Martin K. Petersen wrote:
"hpa" == H Peter Anvin <hpa@xxxxxxxxx> writes:
What we really want in drives that store 520 byte sectors so that a
checksum can be passed all the way up and down through the stack
.... or something like that.
hpa> A lot of SCSI disks have that option, but I believe it's not
hpa> arbitrary bytes. In particular, the integrity check portion is
hpa> only 2 bytes, 16 bits.
It's important to distinguish between drives that support 520 byte
sectors and drives that include the Data Integrity Feature which also
uses 520 byte sectors.
Most regular SCSI drives can be formatted with 520 byte sectors and a
lot of disk arrays use the extra space to store an internal checksum.
The downside to 520 byte sectors is that it makes buffer management a
pain as 512 bytes of data is followed by 8 bytes of protection data.
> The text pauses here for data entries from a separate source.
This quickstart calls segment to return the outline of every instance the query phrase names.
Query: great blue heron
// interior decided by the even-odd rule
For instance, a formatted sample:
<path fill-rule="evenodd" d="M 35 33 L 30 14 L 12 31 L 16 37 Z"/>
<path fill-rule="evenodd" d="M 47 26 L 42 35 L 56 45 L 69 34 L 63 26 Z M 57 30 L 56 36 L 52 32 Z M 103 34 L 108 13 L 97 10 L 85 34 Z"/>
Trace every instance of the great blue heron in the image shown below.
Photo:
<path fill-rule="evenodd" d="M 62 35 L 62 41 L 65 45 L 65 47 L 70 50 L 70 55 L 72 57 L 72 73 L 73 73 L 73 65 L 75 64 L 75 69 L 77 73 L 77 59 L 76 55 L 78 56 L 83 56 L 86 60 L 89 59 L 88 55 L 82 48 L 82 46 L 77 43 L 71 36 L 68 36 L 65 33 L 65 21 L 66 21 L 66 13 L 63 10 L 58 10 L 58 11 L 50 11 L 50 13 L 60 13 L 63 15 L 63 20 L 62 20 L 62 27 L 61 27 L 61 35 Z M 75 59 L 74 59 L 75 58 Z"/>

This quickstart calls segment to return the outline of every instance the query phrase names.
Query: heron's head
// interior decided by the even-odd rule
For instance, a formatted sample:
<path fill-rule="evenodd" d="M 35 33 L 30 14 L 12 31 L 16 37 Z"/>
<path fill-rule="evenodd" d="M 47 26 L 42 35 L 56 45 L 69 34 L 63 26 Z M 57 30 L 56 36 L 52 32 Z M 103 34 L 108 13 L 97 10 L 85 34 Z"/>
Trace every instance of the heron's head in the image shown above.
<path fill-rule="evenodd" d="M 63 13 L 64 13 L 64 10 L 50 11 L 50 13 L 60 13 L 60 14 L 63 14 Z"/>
That sucks when writing - say - a 4KB block because your scatterlist
becomes long and twisted having to interleave data and protection
data every sector.
The data integrity feature also uses 520 byte byte sectors. The
difference is that the format of the 8 bytes is well defined. And
that both initiator and target are capable of verifying the integrity
of an I/O. It is correct that the CRC is only 16 bits.
When last I looked at Hamming code, and that would be 1989 or 1990, I
believe that I learned that the number of Hamming bits needed to cover N
data bits was 1+log2(N), which for 512 bytes would be 1+12, and fit into
a 16 bit field nicely. I don't know that I would go that way, fix any
one bit error, detect any two bit error, rather than a CRC which gives
me only one chance in 64k of an undetected data error, but I find it
interesting.
I also looked at fire codes, which at the time would still be a viable
topic for a thesis. I remember nothing about how they worked whatsoever.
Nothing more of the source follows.